Tuesday, October 6, 2015

Book Review: The End (A Series of Unfortunate Events #13)

The Penultimate Peril (#12)
by  Lemony Snicket
Date Read:  10/06/15
Rating: ★ ★ 

**BEWARE: THIS REVIEW CONTAINS SPOILERS**

I was super excited to finish this series.  I was hoping for an exciting conclusion and some bombshells to wrap up our questions.  Unfortunately, that didn’t happen. While I didn’t think this book was quite as much as a letdown as some, it still didn’t meet my hopes and expectations.

This story took a strange turn as the Baudelaires ended up shipwrecked on a strange island.  There was a group of colonists who were basically in a cult.  The head of the cult was strange and conniving and completely just thrown in there.

With all the characters that had graced us again in the previous book, I expected this big schism or something between VFD and all the villains.  But no.  VFD gets completely forgotten in this book. We never learn what the big schism was that tore apart VFD. We never learn what the sugar bowl is or why it is important. What I felt the most frustrated at was that other characters DID know, but kept telling the children that there are things in the world children shouldn’t know. Seriously? He did that because he did not even know what the sugar bowl was. He just needed something for the plot to focus on for a while.

I feel as though Snicket (or the actual author) just wrote and never had an outline for his story. He didn’t know where it was going to go and that is why there were still so many unanswered questions.  Did the Quagmires die?
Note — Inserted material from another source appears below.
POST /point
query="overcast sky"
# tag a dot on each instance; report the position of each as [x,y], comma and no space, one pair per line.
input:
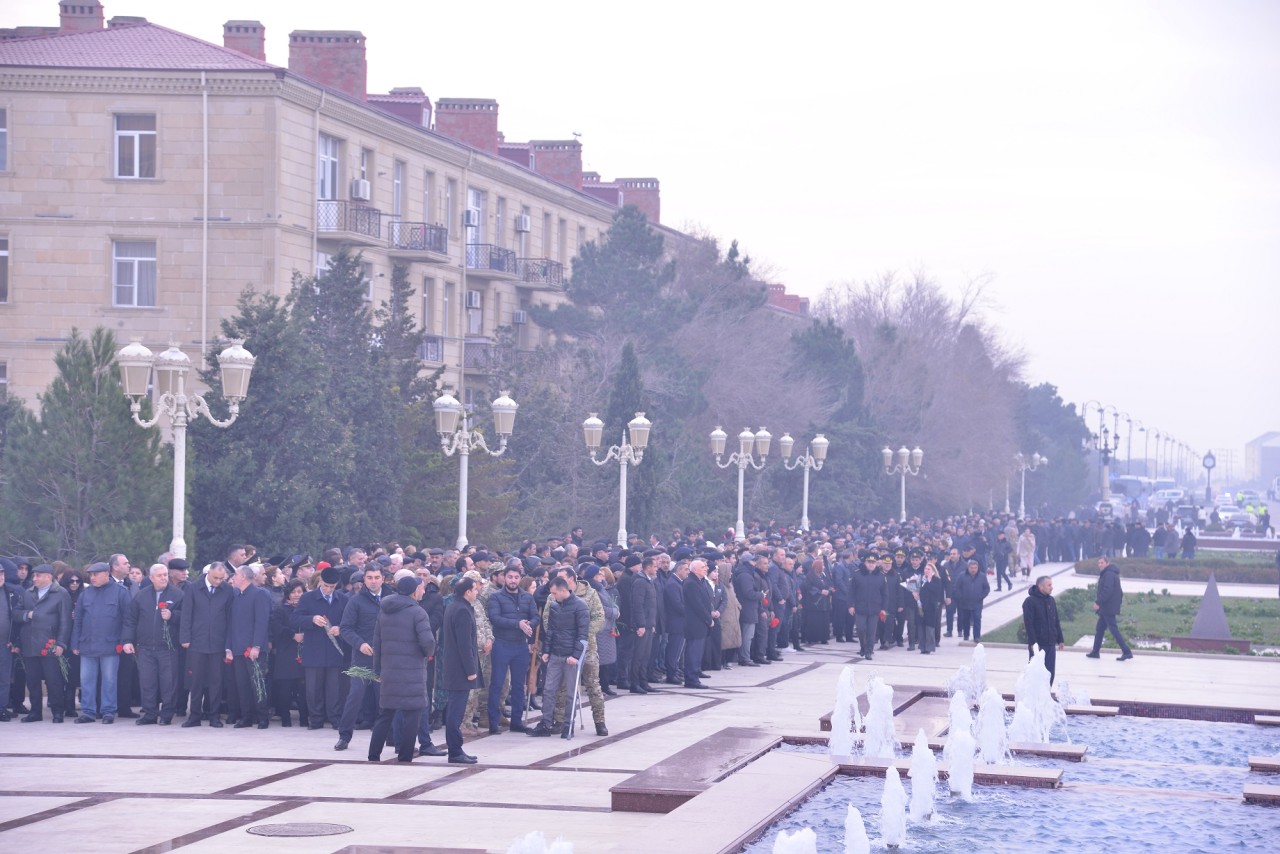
[1111,167]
We assume so with the whole “Great Unknown” line, but we don’t know for sure.  We assume The Baudelaire parents used the poison darts on Olaf’s parents making him an orphan, but we do not know why.  We finally discovered who Beatrice is, but we do not know why she left Lemony Snicket to be with Mr. Baudelaire instead.

The love story between Olaf and Kit was just thrown in there too.  While I appreciated that it showed Olaf’s compassionate side and that he wasn’t always evil, it came out of nowhere!  There should have been something that pointed to that when you go back to think about it. But there’s nothing. It just made the fact that they both died a little sadder.  When Olaf said that he lost his true love, I assumed it was Esme, but after that scene, you change to assume it was Kit.

While I appreciate the theme of the book, that we can never know all the answers to life’s questions, this is still a story and there should have been more wrap up.  All stories end and we understand that the characters move on without us, but there is still a satisfactory ending to that specific story.

Although I did feel that we did get some answers if you paid attention to the details and the obscure side notes. It wasn’t quite as bad as I was expecting. I didn’t expect Chapter 14.  I didn’t like that he purposely held the information regarding the name of the boat that Violet discovers.  At least we only had to wait until the end of the chapter, but that just seemed to kind of be the theme throughout the series – he would pose questions or uncover information and not reveal it to the reader. Probably because it didn’t fit in with the story.  Another reviewer said something that I thought was interesting. When the children with staying with Esme Squallor, she mentioned that Beatrice had stolen from her, and the children didn’t react to this statement. If their mother was Beatrice, they should have reacted to that.  Another ploy from the author to try to prevent the reader from connecting Beatrice as their mother.

I also didn’t like the way the author handled the world. Yes, it’s a terrible place where terrible things can happen to good people, good people do bad things, and people die. But the lives of the Baudelaires were far from normal. I understand that the author was trying to tell us that even though bad things happen, you can’t run from it.  You have to persevere and live through it, otherwise you’ll miss the happiness in life too.  I just wish he could have done this in a more realistic way.

There was one point that he makes in this book though that really stood out to me.  He stated that “It is almost as if happiness is an acquired taste, like coconut cordial or ceviche, to which you can eventually become accustomed, but despair is something surprising each time you encounter it.”  This has really stuck with me ever since hearing it.


My final thought is that I listened to this as an audiobook, so as far as I’m aware, the children were on the boat going back to society. In my mind they made it.  However, another reviewer said the book actually had a picture at the end of the sea, with broken pieces of wood with one having the name “Beatrice” on it, implying the boat was shipwrecked again.  So either the Baudelaires drown or they became cast aways on another island. I think I’m glad I listened to the audiobook so that I can envision my own future for the Baudelaires where they raise Beatrice and grow old together.  I may pick up the Beatrice Letters at a later date to see if we get any other questions answered…but if all it does is pose more questions, I think I’ll skip it.